The findings made by the Tax Review Board (Board) are summarized, or quoted as follows: Clark manufactures and sells industrial equipment and machinery, including truck trailers and bodies. It operates -its business through seven divisions, viz: (a) Automotive Division: It makes and sells axles, housings and transmissions for truck trailers and construction machinery, (b) Industrial Trucks: It makes and sells industrial haulage trucks and straddle carriers, (c) Construction Machinery: It produces and sells heavy construction machinery, (d) Central Parts: It provides parts to users of products made by automotive, industrial truck, and construction machinery divisions, (e) Special Products: It manufactures cabs and weldments for the construction machinery and industrial truck divisions. It also produces screw machinery products and operates an aluminum foundry, (f) Hydraulic Products: It makes and sells pumps, hydraulic motors and valves, and hydrostatic transmissions, (g) Brown Trailer: It manufactures and sells aluminum, composite and steel truck trailers, cargo van bodies, and shipping containers.

Clark has no factories in North Carolina. Its Brown Trailer Division maintains a sales office in North Carolina. No other division of Clark has an office in North Carolina. Each division has its own administrative, selling, and production organization. The division officers operate entirely within the division to which they are assigned and are completely independent of every other division, except the general manager of each division is a vice president of Clark and helps control its general *272 policy. Brown Trailer uses axles produced by the automotive division. Its purchases from Automotive Division amounted to $409,185.00 in 1959; $457,943.00 in 1960; $756,369.00 in 1961. These purchases represented 1.8 per cent, 1.9 per cent, and 3.1 per cent of the cost of goods produced by Brown in those years.
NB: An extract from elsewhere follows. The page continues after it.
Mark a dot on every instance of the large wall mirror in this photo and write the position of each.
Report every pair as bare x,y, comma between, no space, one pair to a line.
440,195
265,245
Consolidated accounting records of all of the divisions are maintained by Clark at its home office. There is also an accounting organization in the home office which combines the cost ledger summaries of the various divisions. General and administrative expenses are allocated among the several divisions by formula based primarily on sales.

Clark had a net income for the year 1959 of $21,771,176.38. Use of the basic formula allocated $201,949.43 of this income to North Carolina. But by Clark’s “separate accounting” method the Brown Trailer Division showed a loss for 1959 of $2,090,303.00. “Nevertheless, the evidence reveals that the officers of Brown Trailer Division participated in a bonus based upon company-wide profits, indicating that each division was regarded as a part of a whole company-wide unitary activity.” The several divisions are interrelated and engaged in the manufacture and sale of related lines, having common officers and management and operating under a common “corporate umbrella.” Service parts are generally shipped to> the various divisions from the company’s central parts warehouse in Chicago.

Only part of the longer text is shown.